# Dealing with variable-length sequences efficiently

This notebook is meant to be run using a GPU.

RNNs can work with variable length sequences. This notebook shows how to do this efficiently with `keras`.

In [None]:
import tensorflow as tf
import numpy as np
from tqdm.auto import tqdm

Let's generate some toy data - consisting of sequences around length 100 with 3 features each (can think of this as e.g. particle tracks with momentum components).

In [None]:
counts = np.random.poisson(100, size=100000)
arrays = [np.random.normal(size=(count, 3)) for count in counts]

In [None]:
arrays[0].shape

We want to feed this through the following 2-layer LSTM model - it takes a batch of sequences of arbitrary length and outputs a batch of numbers:

In [None]:
model = tf.keras.Sequential([
    tf.keras.layers.LSTM(128, input_shape=(None, 3), return_sequences=True),
    tf.keras.layers.LSTM(128),
    tf.keras.layers.Dense(1),
])

In [None]:
model.summary()

How do we feed in the variable length sequences? Well, since the first two input dimensions of our model are unspecified `(batch_size, sequence_length)` we can pass each sequence separately. Let's see how fast this is:

In [None]:
for array in tqdm(arrays):
    model(array[np.newaxis, :])

Doesn't seem that bad does it?

Wait! We haven't seen yet how fast it could be ...

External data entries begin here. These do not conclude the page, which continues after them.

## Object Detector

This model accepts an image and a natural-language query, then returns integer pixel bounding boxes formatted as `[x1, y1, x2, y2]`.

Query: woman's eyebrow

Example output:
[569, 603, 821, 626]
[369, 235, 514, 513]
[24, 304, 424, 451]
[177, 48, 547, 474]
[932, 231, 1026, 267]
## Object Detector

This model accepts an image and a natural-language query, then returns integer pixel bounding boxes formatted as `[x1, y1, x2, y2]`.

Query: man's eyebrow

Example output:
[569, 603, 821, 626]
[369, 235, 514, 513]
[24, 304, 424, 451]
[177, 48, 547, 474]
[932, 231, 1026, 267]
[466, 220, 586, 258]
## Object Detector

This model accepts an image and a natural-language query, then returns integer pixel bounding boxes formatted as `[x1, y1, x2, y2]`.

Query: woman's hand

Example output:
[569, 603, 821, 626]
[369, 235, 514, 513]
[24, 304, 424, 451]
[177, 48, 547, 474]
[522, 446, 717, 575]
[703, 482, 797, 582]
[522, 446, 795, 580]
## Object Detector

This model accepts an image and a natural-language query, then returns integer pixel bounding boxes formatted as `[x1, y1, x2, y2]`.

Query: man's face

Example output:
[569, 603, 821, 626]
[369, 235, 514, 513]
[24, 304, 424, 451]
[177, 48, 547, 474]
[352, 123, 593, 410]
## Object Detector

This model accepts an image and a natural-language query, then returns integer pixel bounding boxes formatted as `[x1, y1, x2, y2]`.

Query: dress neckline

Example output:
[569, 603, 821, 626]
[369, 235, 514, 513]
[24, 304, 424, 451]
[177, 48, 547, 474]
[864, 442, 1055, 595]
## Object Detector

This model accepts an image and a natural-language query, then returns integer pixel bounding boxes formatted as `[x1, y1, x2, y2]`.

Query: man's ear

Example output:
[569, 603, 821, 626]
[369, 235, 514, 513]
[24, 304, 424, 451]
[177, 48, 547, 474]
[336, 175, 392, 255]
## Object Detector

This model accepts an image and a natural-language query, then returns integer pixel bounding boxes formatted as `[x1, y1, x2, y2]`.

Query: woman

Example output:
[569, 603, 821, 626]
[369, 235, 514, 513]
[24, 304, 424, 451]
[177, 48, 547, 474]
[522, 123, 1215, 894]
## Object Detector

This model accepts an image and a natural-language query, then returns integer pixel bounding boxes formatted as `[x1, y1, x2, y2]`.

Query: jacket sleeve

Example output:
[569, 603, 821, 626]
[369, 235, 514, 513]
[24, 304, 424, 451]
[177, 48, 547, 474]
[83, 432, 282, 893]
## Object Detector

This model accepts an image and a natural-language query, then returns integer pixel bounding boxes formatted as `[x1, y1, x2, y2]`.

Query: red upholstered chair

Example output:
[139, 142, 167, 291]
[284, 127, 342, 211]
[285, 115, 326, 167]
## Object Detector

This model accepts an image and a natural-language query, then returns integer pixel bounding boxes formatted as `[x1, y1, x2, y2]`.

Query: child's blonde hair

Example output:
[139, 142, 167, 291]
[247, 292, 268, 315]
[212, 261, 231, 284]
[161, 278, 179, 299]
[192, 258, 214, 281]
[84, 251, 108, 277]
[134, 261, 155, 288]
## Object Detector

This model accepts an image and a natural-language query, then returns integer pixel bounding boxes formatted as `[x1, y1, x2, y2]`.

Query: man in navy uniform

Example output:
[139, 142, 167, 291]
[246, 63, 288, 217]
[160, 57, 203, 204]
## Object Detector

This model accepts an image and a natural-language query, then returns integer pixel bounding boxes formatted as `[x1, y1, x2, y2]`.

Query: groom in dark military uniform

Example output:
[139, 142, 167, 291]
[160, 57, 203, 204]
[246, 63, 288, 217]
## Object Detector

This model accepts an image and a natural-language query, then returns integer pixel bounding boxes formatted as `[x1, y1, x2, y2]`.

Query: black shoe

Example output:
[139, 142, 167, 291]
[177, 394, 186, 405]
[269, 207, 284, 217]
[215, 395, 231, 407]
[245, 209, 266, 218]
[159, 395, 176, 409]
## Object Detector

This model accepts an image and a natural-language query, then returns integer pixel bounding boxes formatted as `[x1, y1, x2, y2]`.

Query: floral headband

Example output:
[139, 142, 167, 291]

If you look at the GPU utilization (e.g. with `nvidia-smi`) while this is running you will see it is rather low. That's because RNNs are inherently sequential - we can't process the different steps of a sequence in parallel.

But what we can do is process each step of the sequence in parallel across all instances of a batch!

Keras will do this if we provide batches that are Tensors of fixed length.

To try this out, let's enlarge the sequences to a fixed length and fill missing values with 0:

In [None]:
padded = tf.keras.preprocessing.sequence.pad_sequences(arrays, padding="post", dtype="float32")

In [None]:
padded.shape

In [None]:
padded[0]

In [None]:
model.predict(padded, batch_size=256, verbose=True)

That should have been **much** faster.

But now the model also processed the 0-padded values. We can see that e.g. the first output is different than what we expect from passing in the first sequence:

In [None]:
model(arrays[0][np.newaxis, :])

In keras we can solve this by a `Masking` layer - subsequent RNN layers will respect this and only process non-masked inputs.

For more info, see https://keras.io/guides/understanding_masking_and_padding/

In [None]:
masked_model = tf.keras.Sequential([
    tf.keras.layers.Masking(mask_value=0.0),
    tf.keras.layers.LSTM(128, input_shape=(None, 3), return_sequences=True),
    tf.keras.layers.LSTM(128),
    tf.keras.layers.Dense(1),
])

In [None]:
masked_model.build(input_shape=(None, None, 3))

In [None]:
# set the weights such that we can compare the outputs of both models
masked_model.set_weights(model.get_weights())

In [None]:
masked_model.predict(padded, batch_size=256, verbose=True)

This time the output is compatible with the one-by-one processing.